MiniMax-M2.7 demonstrates familiarity with a wide range of KV-cache concepts and writes extensive documentation. However, it suffers from critical correctness bugs (inverted causal mask, broken batched caching), lacks any systematic testing, and crams everything into an unmaintainable monolith. The implementation does not reliably meet the prompt's requirements for correct incremental decoding or variable-length batching. It reads like a knowledgeable engineer's first draft — full of good ideas but not yet debugged or validated.

Qwen3.6-27B: 91/100 — "Production-Grade, Rigorously Validated"

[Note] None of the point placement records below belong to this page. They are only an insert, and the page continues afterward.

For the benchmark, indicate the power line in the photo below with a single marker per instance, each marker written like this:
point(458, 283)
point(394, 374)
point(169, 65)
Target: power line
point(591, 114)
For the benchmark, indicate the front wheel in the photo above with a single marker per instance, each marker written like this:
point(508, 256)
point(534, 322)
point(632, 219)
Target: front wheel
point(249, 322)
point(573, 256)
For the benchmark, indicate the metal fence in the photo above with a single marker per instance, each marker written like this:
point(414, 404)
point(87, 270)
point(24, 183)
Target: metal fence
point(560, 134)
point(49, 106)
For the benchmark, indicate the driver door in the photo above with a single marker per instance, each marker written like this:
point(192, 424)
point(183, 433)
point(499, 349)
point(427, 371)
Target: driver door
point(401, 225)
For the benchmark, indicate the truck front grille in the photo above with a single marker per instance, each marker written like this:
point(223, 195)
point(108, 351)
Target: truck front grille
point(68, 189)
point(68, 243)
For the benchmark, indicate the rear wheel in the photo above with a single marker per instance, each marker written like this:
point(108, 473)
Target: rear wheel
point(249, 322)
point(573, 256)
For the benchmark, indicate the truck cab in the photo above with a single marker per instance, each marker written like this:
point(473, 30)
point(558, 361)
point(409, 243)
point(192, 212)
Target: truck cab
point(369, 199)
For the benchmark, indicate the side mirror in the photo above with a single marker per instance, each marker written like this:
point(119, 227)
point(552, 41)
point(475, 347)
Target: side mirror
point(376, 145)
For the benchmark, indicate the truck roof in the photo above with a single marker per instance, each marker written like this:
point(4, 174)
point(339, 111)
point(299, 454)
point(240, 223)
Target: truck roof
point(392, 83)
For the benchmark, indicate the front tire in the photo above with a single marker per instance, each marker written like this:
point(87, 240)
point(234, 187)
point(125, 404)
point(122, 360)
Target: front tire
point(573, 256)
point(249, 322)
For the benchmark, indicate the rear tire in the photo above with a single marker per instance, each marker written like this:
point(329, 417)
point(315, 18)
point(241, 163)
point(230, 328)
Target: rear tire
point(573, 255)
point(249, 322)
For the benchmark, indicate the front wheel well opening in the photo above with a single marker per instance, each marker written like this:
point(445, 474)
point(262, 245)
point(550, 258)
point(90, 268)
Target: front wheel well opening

Qwen3.6-27B delivers a modular, correct, and thoroughly tested KV-cache system. Every component has a dedicated file, every demo passes with numerical validation, and the analysis is grounded in real models and GPUs. The attention masking is correct, the prefill/decode separation is clean, and the optimizations are actually implemented and verified. The README alone is a better technical document than MiniMax-M2.7's entire output. This is the work of an engineer who understands that correctness and testing are not optional.

Recommendation

If you need a KV-cache system to study, extend, or adapt: use Qwen3.6-27B. It is correct, tested, modular, and well-documented. MiniMax-M2.7 may be useful as a supplementary reference for additional optimization ideas (speculative decoding, sliding window, sparse KV), but its code should not be used without significant bug fixes.


Analysis completed by pi coding agent. Both implementations were read in full, executed, and evaluated against the original prompt requirements.